The Restricted and Confidential access classes can only be removed from the case details page.

  1. On the case details page, select the Internal Access list to open the Manage Access page.
  2. In the Access Class section, select Unrestricted.
  3. Select Done to return to the case details page.

The restriction on the case is removed, and an email is sent to each user on the access list informing them that the restriction was removed from the case.

Note

Evidence will inherit the case access class if changed to Restricted or Confidential. If a user changes the Case Access Class to Unrestricted, the evidence within the case will not inherit the Unrestricted Access Class and will remain Restricted or Confidential.

Grant case access

Users and groups inside your agency can be granted access to cases from both the case search and case details pages. However, case access lists can only be modified from the case details page.

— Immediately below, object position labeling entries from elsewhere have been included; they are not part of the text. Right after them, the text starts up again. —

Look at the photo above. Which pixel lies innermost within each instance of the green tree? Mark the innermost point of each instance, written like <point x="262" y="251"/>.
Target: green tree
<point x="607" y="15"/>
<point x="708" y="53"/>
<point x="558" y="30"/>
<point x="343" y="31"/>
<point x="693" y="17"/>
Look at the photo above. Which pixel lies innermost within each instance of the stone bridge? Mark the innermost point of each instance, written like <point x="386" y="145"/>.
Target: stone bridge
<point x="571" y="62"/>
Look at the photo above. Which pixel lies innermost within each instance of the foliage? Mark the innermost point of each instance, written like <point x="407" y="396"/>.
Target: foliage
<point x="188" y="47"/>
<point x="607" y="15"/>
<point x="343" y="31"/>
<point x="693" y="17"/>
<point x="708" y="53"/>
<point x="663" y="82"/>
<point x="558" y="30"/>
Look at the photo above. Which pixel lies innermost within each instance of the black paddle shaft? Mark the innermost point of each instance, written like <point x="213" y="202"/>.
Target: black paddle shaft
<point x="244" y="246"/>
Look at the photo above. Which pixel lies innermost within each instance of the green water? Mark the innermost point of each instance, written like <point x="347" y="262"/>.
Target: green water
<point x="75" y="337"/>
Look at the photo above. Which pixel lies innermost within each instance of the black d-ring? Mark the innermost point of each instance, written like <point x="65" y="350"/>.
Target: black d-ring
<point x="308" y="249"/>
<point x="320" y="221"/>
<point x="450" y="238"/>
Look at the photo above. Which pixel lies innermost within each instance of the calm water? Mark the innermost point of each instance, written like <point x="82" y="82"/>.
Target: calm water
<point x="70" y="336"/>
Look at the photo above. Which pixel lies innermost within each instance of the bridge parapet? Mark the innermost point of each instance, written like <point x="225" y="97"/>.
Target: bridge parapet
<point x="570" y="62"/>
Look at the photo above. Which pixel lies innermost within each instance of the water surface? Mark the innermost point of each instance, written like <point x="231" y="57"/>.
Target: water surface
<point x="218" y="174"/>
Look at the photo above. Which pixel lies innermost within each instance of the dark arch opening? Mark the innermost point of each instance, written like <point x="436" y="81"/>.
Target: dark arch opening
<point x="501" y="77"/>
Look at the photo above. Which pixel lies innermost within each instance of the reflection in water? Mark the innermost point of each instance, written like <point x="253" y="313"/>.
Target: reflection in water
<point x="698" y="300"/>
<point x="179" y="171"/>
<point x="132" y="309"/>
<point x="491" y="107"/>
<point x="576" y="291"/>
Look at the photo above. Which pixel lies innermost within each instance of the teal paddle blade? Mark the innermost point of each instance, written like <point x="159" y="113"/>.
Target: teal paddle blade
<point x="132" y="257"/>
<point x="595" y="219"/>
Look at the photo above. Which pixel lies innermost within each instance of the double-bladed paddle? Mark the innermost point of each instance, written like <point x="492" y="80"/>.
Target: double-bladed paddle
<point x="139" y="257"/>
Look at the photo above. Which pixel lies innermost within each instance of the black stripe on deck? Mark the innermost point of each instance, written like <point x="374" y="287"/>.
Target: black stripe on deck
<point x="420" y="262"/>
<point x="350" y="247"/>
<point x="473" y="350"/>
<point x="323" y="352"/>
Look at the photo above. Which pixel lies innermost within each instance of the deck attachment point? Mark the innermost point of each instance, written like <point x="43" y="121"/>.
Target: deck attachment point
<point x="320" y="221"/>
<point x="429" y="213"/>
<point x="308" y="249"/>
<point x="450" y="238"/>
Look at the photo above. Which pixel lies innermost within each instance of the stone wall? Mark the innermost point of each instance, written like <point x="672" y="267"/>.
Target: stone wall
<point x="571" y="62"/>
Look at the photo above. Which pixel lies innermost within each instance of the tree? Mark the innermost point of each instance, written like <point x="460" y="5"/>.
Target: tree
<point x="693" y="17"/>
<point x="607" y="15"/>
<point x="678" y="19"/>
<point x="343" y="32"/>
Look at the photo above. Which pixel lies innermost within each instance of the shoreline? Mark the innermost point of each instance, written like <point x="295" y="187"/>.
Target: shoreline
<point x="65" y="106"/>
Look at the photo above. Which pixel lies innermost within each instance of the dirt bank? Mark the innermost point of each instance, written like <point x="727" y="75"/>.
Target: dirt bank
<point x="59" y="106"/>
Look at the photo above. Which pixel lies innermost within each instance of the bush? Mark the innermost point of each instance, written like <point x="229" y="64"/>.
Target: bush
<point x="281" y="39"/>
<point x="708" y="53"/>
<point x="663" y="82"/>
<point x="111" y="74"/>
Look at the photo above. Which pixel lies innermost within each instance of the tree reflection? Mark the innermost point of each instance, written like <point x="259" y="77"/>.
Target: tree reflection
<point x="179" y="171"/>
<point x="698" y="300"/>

Add users and groups to an Internal Access list from the Case Search page

From the Case Search page, you can add users and groups to the access list for multiple cases at the same time.

Note

This procedure can also be used to add users and groups to the access list for cases with a Restricted or Confidential access class.

  1. Search for the cases you want to grant access to.
  2. In the search results, select the checkbox to the left of the Case ID for each case file that you want to grant access to.
  3. Select Grant Internal Access to open the Manage Access page.
  4. From the Access Level list, select the access level for the user:
    • Role: The actions a user can take on the case and evidence in the case depend on the permissions associated with their assigned role.
    • View: The user can only view the case and the evidence in the case.
  5. From the Duration list, select the period of time the user can access the case.
    • The default value is Until Removed, which means access to the case is granted until the user or group is manually removed from the access list.
  6. In the Add Access field, start typing the name, badge ID, or email address of the user or the name of the group.
    • A list of matching users or groups will be displayed as you enter the search criteria. Select the user or group you want to add to the access list.
      Note

      If you incorrectly add a user or group to the list, you can remove them by selecting Remove, and then selecting Remove to confirm.

  7. Repeat the above step to add other users and groups.
  8. Select Save.

A dialog box showing that access was granted is displayed. Select Close to continue.

An email is sent to each user informing them that they have been added to the access list for the selected cases.

Modify an Internal Access list

You can modify the access duration and the access level for users and groups on the Case Access Control List from the case details page.

Note

This procedure can be used to modify access information for a case with a Restricted or Confidential access class.

  1. On the case details page, select the Internal Access list to open the Manage Access page.
  2. In the access list, select Edit next to the user or group you want to modify.
  3. Select the access level and duration as needed.
    Manage access page showing a list of users and groups with options to set their access type and duration.
  4. Select Save.

Repeat steps 2 through 4 for other users or groups in the list.

When you have finished modifying access information, select Done to return to the case details page.

Remove users and groups from the Internal Access list

Users can only be removed from the Internal Access list for a given case from the case details page.

Note: This procedure can be used to remove users from the access list for a case with a Restricted or Confidential access class.

  1. On the case details page, select the Internal Access list to open the Manage Access page.
  2. In the access list, select Remove, and then select Remove to confirm.
  3. The user or group is removed from the list, and an email is sent to the users informing them that they have been removed from the access list for the case.

Repeat step 3 to remove other users and groups from the list.

When you have finished removing users, select Done to return to the case details page.